AO REMINHO PELA BORDA D'ÁGUA, 32



O colégio do Costa Marques*

António Cagica Rapaz

O colégio do Costa Marques ficava ali mesmo na minha rua, quase à minha porta diante da qual me habituei a ver passar a Mininha, a Maria Emília, o Fernando Gaspar, a Maria Helena, o David Saloio, o Gil e tantos outros.

Até que um dia chegou a minha vez. Concluídas a 4.ª classe e a admissão aos liceus troquei um abraço apertado com o Luís Papa-Rebuçados (que preferiu a traineira do pai) e abalei para o colégio onde no primeiro ano tive como colegas o Pedro, o Batalha, o Farto, as primas Ana Maria e Maria José Cheis, a Ermelinda, a Elisabeth, entre outros e outras. Os meus dois comparsas Luís Filipe e Penim entraram no ano seguinte. O Colégio era uma pequena casa de uma grande família onde os professores nos tratavam como filhos o que não impedia (até explicava) que o Costa Marques enfiasse aqui e ali a sua bolachada e aplicasse a sua palmatoada rigorosa.

O certo é que a malta estudava, aprendia, sabia e, nos intervalos, disputava renhidas partidas nas traseiras. No período que antecedia os exames, a começar por alturas da festa das Chagas, o estudo principiava às sete e meia com um único intervalo até às dez e meia. À noite, para alguns, era até às tantas. Esta ponta final valia oiro, era a chave do sucesso nos exames, orgulho do dr. Costa Marques e fruto de uma dedicação sem limites e uma competência reconhecida e comprovada. A certa altura o Costa Marques (raramente dizíamos doutor Costa Marques) ensinava, ao mesmo tempo, Francês, Português, História, Geografia e Matemática.

Nem tudo foram rosas, mas o Costa Marques fez muito pela formação de base da nossa juventude. Os professores que tive ficaram-me na memória. Primeiro, claro, o próprio dr. Costa Marques com o seu nariz proeminente, as suas sardas, a sua cara de pau mas uma competência e uma autoridade indiscutíveis.

O Padre João, o inesquecível Padre João Honório Ferreira (que é feito, padrinho do Crisma?), era o nosso professor de Moral e Canto Coral. Para cantar não era tão bom como o seu sucessor Padre Abílio e, quanto à Religião e Moral, nós pouco ligávamos às atribulações dos Judeus e Fariseus. O principal é que o padre João era uma camaradão que irradiava simpatia e nos conquistava a todos.
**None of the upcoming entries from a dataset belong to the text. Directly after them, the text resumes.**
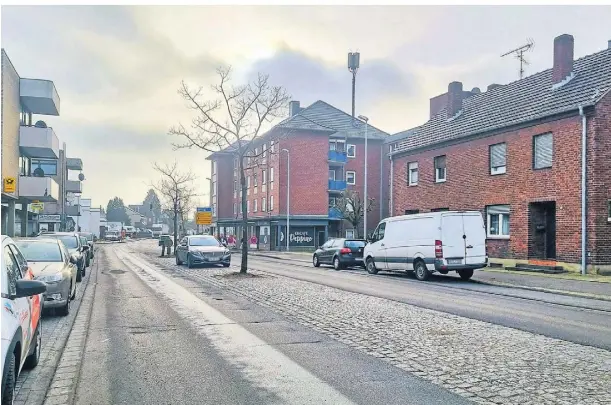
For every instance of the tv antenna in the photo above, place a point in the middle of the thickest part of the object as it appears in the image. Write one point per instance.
(519, 54)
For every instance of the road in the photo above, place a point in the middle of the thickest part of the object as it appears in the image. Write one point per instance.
(155, 338)
(579, 320)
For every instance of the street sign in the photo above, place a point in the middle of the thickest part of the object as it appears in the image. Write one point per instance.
(9, 185)
(203, 216)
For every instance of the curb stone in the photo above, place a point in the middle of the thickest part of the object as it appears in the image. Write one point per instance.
(63, 386)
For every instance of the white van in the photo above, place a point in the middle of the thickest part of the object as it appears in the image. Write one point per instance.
(426, 243)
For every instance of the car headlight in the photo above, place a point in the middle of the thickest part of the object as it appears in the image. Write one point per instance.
(53, 278)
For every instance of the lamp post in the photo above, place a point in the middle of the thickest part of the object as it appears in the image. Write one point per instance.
(366, 120)
(288, 194)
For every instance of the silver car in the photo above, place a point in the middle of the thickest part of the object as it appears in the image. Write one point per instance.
(51, 263)
(202, 249)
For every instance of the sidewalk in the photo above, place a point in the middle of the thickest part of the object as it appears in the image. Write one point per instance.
(568, 283)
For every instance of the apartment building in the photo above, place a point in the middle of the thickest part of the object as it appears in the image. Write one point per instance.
(514, 152)
(321, 150)
(34, 170)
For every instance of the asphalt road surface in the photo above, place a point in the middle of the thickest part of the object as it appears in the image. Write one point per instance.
(157, 339)
(580, 320)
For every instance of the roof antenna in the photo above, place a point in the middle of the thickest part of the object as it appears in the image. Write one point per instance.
(519, 54)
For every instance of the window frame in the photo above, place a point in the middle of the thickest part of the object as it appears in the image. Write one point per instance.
(353, 177)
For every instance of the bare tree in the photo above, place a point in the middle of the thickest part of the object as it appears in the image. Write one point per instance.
(176, 191)
(230, 119)
(352, 208)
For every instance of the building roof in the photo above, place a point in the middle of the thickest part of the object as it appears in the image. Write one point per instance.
(324, 116)
(516, 103)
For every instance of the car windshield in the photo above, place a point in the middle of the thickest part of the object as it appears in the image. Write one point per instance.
(203, 242)
(355, 243)
(40, 251)
(70, 241)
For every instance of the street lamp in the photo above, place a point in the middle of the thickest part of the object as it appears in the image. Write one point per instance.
(366, 120)
(288, 193)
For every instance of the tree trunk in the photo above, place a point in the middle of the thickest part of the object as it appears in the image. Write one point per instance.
(244, 264)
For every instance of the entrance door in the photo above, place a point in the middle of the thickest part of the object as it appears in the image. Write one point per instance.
(542, 230)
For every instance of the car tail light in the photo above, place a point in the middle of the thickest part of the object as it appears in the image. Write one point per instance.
(438, 249)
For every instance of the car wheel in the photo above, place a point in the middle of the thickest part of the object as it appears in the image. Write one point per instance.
(189, 263)
(422, 273)
(9, 385)
(32, 360)
(465, 274)
(65, 310)
(371, 266)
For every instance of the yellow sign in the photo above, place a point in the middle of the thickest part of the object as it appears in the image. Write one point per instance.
(9, 185)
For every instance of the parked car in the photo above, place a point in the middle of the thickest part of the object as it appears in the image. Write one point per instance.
(202, 249)
(340, 253)
(427, 243)
(21, 309)
(90, 241)
(76, 248)
(52, 264)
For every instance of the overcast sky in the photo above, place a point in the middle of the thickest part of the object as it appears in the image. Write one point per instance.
(117, 69)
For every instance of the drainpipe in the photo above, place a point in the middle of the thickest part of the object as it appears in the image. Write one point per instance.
(584, 248)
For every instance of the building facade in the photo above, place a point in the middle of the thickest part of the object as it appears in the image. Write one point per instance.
(325, 151)
(515, 153)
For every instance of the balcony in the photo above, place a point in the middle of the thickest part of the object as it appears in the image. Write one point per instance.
(39, 96)
(74, 164)
(43, 189)
(74, 186)
(38, 142)
(335, 213)
(337, 157)
(337, 186)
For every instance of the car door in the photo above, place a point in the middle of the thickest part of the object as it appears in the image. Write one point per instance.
(21, 307)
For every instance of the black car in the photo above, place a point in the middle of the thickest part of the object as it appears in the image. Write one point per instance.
(340, 253)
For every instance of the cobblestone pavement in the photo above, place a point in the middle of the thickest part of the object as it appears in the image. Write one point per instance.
(32, 385)
(490, 364)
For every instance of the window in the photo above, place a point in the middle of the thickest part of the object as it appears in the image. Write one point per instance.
(498, 158)
(351, 150)
(543, 146)
(412, 174)
(440, 169)
(497, 225)
(41, 167)
(351, 178)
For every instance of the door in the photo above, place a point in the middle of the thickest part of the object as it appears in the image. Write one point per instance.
(377, 247)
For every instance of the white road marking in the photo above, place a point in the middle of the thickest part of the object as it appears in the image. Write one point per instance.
(261, 364)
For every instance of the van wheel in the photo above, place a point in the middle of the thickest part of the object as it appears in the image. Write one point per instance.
(422, 273)
(371, 266)
(465, 274)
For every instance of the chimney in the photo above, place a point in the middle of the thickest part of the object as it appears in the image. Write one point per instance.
(455, 97)
(563, 57)
(294, 108)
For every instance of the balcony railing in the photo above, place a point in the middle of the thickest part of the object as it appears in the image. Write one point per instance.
(337, 185)
(335, 213)
(337, 156)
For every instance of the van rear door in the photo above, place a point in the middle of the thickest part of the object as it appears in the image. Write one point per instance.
(475, 241)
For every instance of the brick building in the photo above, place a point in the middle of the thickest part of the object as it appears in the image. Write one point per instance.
(514, 152)
(326, 151)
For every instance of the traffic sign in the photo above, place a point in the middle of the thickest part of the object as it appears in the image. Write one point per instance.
(203, 216)
(9, 185)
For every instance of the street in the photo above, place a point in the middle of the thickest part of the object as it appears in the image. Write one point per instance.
(164, 334)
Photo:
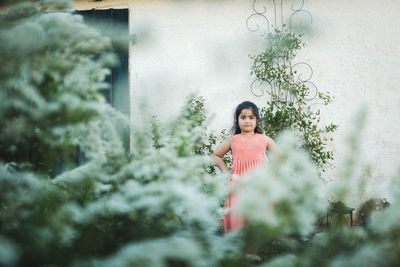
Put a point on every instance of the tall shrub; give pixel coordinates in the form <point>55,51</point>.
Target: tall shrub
<point>288,107</point>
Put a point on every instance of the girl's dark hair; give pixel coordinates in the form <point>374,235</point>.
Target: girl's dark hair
<point>240,107</point>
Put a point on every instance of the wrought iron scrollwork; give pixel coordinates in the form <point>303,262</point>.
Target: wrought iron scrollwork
<point>261,15</point>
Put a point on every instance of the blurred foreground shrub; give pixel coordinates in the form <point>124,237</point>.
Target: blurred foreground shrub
<point>158,204</point>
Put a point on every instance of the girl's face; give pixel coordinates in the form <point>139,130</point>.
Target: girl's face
<point>247,121</point>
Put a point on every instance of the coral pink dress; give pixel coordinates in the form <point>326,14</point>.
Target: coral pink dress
<point>248,152</point>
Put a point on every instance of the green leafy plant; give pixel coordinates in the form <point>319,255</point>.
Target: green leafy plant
<point>289,108</point>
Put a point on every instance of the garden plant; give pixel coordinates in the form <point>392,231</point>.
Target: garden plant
<point>157,201</point>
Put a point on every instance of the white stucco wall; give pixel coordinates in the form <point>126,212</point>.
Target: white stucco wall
<point>203,46</point>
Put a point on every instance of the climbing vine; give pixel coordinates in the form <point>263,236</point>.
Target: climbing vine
<point>291,106</point>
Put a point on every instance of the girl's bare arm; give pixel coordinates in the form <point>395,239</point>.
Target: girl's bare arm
<point>220,151</point>
<point>271,145</point>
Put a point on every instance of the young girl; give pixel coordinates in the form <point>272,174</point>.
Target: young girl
<point>248,147</point>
Com ele fiz a Comunhão Solene e o Crisma ou Confirmação para em seguida ter a honra e o prazer de ler a missa das crianças em português visto nesse tempo ela ser dita em latim. Essa leitura era partilhada com o Pedro e muito nos divertíamos com as rasteiras que nos pregávamos reciprocamente durante a alocução das epístolas, intróitos e evangelhos.

Um dia o Padre João levantou ferro rumo à longínqua Ericeira numa altura em que realizámos um espectáculo teatral com um drama romano intitulado «Mãos Vermelhas» cujo primeiro encenador foi o catedrático Augusto Formiga que abandonou a função porque eu faltei (ou cheguei atrasado a uns ensaios) por causa da televisão que dava os primeiros passos e me retinha no Grémio. Foi-se o Formiga, ficou o «Piolho» João, a peça foi para a frente e, na noite de estreia e homenagem ao Padre João a representação foi um êxito. Eu era o herói da tragédia, jovem varão romano que imaginava ser filho da irmã do João Salgueiro e afinal era filho da bela escrava Anunciação. No final morria no circo despedaçado pelos leões. Nos olhos da assistência havia lágrimas sentidas, rebeldes, incontroláveis. E foi nesse banho de lágrimas que o padre João nos disse adeus o que não nos impediu de levarmos o nosso espectáculo à Ericeira onde demos duas – representações – duas, «Mãos Vermelhas» em duas mãos…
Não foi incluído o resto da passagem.